Ultra-short cyclic peptide CyRL-QN15 acts as a TLR4 antagonist to expedite oral ulcer healing

  • Oral ulcers (OUs) are among the most common lesions of the oral mucosa, typically associated with pain and burning sensations, and remain clinically challenging due to the scarcity of effective treatment options. CyRL-QN15, a novel ultra-short cyclic heptapeptide recently shown to promote skin repair, diabetic wound healing, and follicle neogenesis, was evaluated for its therapeutic potential in mucosal repair. Using a rat OU model and a primary oral epithelial cell inflammation model, CyRL-QN15 significantly accelerated wound closure through coordinated modulation of immune-epithelial crosstalk, including suppression of inflammatory cytokine release from macrophages and neutrophils, reduction of pro-inflammatory factor secretion by oral epithelial cells, and enhancement of their proliferation and migration.
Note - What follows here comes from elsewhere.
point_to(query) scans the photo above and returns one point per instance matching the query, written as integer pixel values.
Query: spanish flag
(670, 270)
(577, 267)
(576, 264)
Mechanistic studies employing alanine scanning mutagenesis and microscale thermophoresis revealed that CyRL-QN15 directly interacted with Toll-like receptor 4 (TLR4) via a methionine-dependent binding interface (Kd=2.64 µmol/L), thereby inhibiting downstream MyD88/NF-κB signaling. As the first ultra-short cyclic heptapeptide identified to antagonize TLR4, CyRL-QN15 represents a mechanistically distinct immunomodulatory scaffold that restores mucosal homeostasis and offers a promising therapeutic candidate for TLR4-based OU intervention.